Image 6Call of Duty: Finest Hour propose un mode multijoueur (uniquement en ligne). Celui-ci se configure très facilement. Vous aurez la possibilité de jouer à 16 à des modes très classiques, comme un deathmatch, un team-deathmatch, un CTF ou encore un Seek&Detroy pour ajouter un peu de variété.

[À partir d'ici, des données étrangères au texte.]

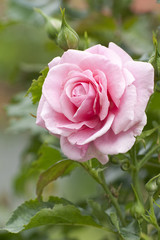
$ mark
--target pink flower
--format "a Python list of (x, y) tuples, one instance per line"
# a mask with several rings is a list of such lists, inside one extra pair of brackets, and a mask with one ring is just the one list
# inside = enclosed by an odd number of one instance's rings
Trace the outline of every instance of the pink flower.
[(151, 64), (133, 61), (114, 43), (68, 50), (49, 63), (36, 123), (60, 136), (68, 158), (105, 164), (142, 132), (153, 79)]

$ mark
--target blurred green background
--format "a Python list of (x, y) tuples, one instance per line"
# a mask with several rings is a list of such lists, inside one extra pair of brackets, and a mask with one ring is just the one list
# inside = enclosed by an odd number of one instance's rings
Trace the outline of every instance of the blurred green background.
[[(36, 106), (24, 97), (32, 79), (63, 51), (48, 38), (43, 18), (34, 11), (40, 8), (47, 15), (61, 19), (60, 7), (66, 8), (66, 18), (80, 36), (83, 47), (87, 31), (89, 45), (107, 46), (114, 41), (134, 59), (148, 61), (153, 52), (152, 32), (158, 31), (160, 5), (150, 0), (1, 0), (0, 1), (0, 224), (3, 226), (11, 211), (22, 201), (35, 197), (35, 178), (26, 174), (42, 141), (49, 142), (46, 132), (35, 125), (30, 113)], [(8, 105), (8, 103), (10, 103)], [(148, 127), (152, 119), (160, 122), (160, 97), (156, 93), (148, 110)], [(115, 174), (116, 171), (116, 174)], [(125, 178), (114, 169), (108, 181)], [(83, 187), (85, 186), (85, 188)], [(49, 194), (64, 196), (74, 202), (89, 196), (97, 197), (100, 189), (88, 175), (75, 170), (71, 176), (50, 184)], [(75, 194), (76, 192), (76, 194)], [(49, 228), (47, 234), (28, 232), (17, 236), (4, 233), (0, 239), (108, 239), (103, 232), (91, 229), (75, 234)], [(77, 235), (79, 238), (75, 238)], [(63, 236), (68, 238), (63, 238)], [(89, 238), (90, 237), (90, 238)]]

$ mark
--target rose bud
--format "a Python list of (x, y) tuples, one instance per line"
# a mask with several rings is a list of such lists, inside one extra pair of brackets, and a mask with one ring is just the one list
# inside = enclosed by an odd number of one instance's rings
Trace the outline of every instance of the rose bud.
[(47, 32), (49, 38), (51, 38), (52, 40), (54, 40), (56, 42), (58, 33), (61, 29), (61, 21), (56, 18), (51, 18), (51, 17), (47, 16), (40, 9), (36, 8), (35, 10), (43, 16), (43, 18), (46, 22), (45, 29), (46, 29), (46, 32)]
[(62, 25), (58, 34), (57, 43), (63, 50), (77, 49), (79, 43), (78, 34), (68, 25), (65, 19), (65, 9), (62, 10)]

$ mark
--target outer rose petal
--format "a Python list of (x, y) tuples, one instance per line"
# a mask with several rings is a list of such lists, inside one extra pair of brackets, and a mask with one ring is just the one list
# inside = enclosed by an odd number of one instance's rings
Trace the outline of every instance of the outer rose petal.
[(96, 138), (105, 134), (111, 127), (114, 119), (114, 114), (110, 113), (104, 125), (99, 129), (82, 129), (78, 132), (71, 134), (68, 137), (68, 140), (71, 144), (83, 145), (89, 142), (94, 141)]
[(117, 46), (115, 43), (109, 43), (109, 49), (113, 50), (121, 58), (122, 62), (133, 61), (133, 59), (126, 53), (122, 48)]
[[(127, 62), (126, 68), (135, 78), (134, 85), (137, 90), (137, 104), (134, 112), (134, 123), (140, 122), (143, 118), (145, 108), (149, 97), (153, 93), (154, 88), (154, 69), (150, 63), (144, 62)], [(128, 125), (128, 129), (133, 126), (132, 122)]]
[(133, 146), (135, 142), (132, 130), (114, 134), (110, 129), (106, 134), (94, 141), (96, 148), (103, 154), (125, 153)]
[(127, 129), (128, 124), (134, 121), (134, 111), (137, 105), (137, 93), (136, 87), (134, 85), (130, 85), (126, 88), (123, 97), (121, 98), (119, 109), (117, 109), (117, 114), (115, 114), (115, 119), (112, 124), (112, 129), (115, 134), (124, 131)]

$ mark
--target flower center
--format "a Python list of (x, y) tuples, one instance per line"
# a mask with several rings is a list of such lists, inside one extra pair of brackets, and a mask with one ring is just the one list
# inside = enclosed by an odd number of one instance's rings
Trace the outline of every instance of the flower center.
[(84, 89), (84, 87), (81, 84), (79, 84), (73, 89), (72, 97), (80, 97), (83, 95), (86, 95), (86, 90)]

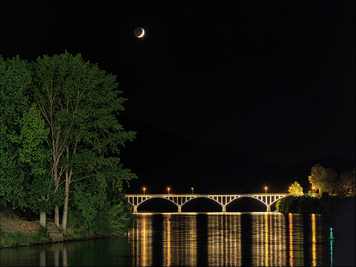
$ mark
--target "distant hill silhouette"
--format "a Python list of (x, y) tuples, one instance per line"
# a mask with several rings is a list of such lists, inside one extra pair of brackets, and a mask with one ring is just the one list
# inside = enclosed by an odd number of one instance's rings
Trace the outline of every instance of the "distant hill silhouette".
[(355, 160), (328, 157), (289, 167), (277, 166), (233, 149), (199, 144), (137, 121), (120, 117), (126, 130), (137, 132), (120, 150), (124, 167), (138, 179), (125, 188), (129, 193), (280, 193), (297, 181), (305, 192), (314, 164), (340, 175), (351, 170)]

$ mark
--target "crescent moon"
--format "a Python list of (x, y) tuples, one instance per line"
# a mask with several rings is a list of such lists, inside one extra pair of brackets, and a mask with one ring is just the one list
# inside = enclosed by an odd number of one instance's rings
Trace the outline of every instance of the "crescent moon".
[(135, 36), (139, 38), (143, 36), (143, 34), (145, 34), (145, 31), (142, 28), (138, 27), (135, 29), (134, 33), (135, 33)]
[(145, 34), (145, 30), (143, 29), (142, 29), (142, 34), (140, 35), (139, 36), (137, 36), (139, 38), (140, 37), (142, 37), (143, 36), (143, 34)]

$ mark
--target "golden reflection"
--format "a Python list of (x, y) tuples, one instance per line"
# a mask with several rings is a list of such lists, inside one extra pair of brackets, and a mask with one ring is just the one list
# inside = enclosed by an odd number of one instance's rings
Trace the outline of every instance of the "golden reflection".
[(289, 234), (289, 266), (293, 266), (293, 215), (288, 214)]
[(265, 266), (269, 266), (268, 260), (268, 215), (265, 213), (263, 218), (265, 219)]
[(149, 244), (152, 239), (152, 227), (149, 215), (149, 213), (140, 215), (141, 220), (138, 223), (140, 225), (136, 228), (140, 230), (135, 231), (134, 228), (130, 233), (134, 241), (133, 254), (137, 266), (149, 266), (152, 260), (152, 248)]
[[(191, 255), (192, 257), (189, 262), (186, 262), (186, 266), (197, 266), (197, 261), (198, 257), (197, 256), (197, 216), (194, 216), (194, 218), (190, 221), (189, 228), (190, 229), (189, 231), (189, 235), (190, 240), (188, 241), (189, 249), (187, 249), (187, 255)], [(188, 226), (187, 225), (187, 227)]]
[(316, 266), (316, 237), (315, 214), (312, 214), (312, 266)]
[(241, 266), (241, 216), (240, 213), (214, 214), (208, 217), (208, 266)]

Il est franchement dommage qu’aucun mode coopératif ne soit proposé, que ce soit en ligne ou à deux sur un même écran (je suis certain que le moteur du jeu gèrerait très bien le jeu avec l’écran divisé).
Image 7La bande sonore du film est à l’image d’un bon film d’action : classique, sans esbroufe, mais convaincante. Les nombreuses voix collent bien aux différents personnages, un fusil sonne comme un fusil et une explosion est faite à partir du bruit de la détonation de la dynamite. La musique qui accompagne votre escapade sait se faire discrète et, comme le bruitage, fait penser à un bon petit film comme Hollywood en produit à la pelle.
Image 8Quant au graphisme, c’est une autre paire de manches. Un bon positif est la grande fluidité du jeu qui fait que, même quand vous êtes entouré d’ennemis, le jeu ne rame jamais. De plus, le design général du terrain est assez réussi. Mais il est dommage que les textures employées soit si grossières : on dirait des textures de PS1 retouchées ! De même, le graphisme des personnages est très moyen : la PS2 peut faire beaucoup mieux que cela. Si vous avez eu le malheur de jouer à d’autres FPS consoles récemment (je pense notamment à Killzone), vous serez sans doute déçu par cet aspect. Activision va devoir revoir sa copie à ce niveau, surtout quand on sait que le graphisme tient une part importante dans un bon FPS.

 

Jouabilité
Tant qu’on dirige un personnage, cela est tout à fait convenable ! Par contre, conduire un véhicule peut être une plaie ! 14 /20  

Scénario
Si le fait de vivre certains événements de la Deuxième Guerre Mondiale peut paraître intéressant, le fait de jouer sans cesse un personnage différent dans un lieu différent nuit un peu à l’implication dans le jeu. 14 /20  

Qualité graphique
Si la fluidité est au rendez-vous, le reste est très moyen, notamment avec des textures parfois très grossières. 13 /20  

Qualité sonore
Les bruitages, la musique et les voix sont convaincantes, comme à Hollywood, sans être pour autant extraordinaires. 16 /20  

Durée de vie
Une vingtaine de mission ne vous tiendrons en haleine que pour une petite dizaine d’heures. Le mode Online est plus prometteur si vous vous trouvez jusqu’à 15 partenaires de jeux. 13 /20  

 

Avec Call of Duty: Finest Hour, on a un jeu mi-figue, mi-raisin : le jeu propose certes un bon défi, mais on a plus l’impression d’avoir une version inachevée. C’est le jeu où vous jouerez une mission de temps en temps ou que vous louerez, mais pas celui qui vous laissera accroché à votre écran. A moins qu’Activision nous sorte un "Director’s Cut" fort remanié. Qui sait? tout est possible à Hollywood.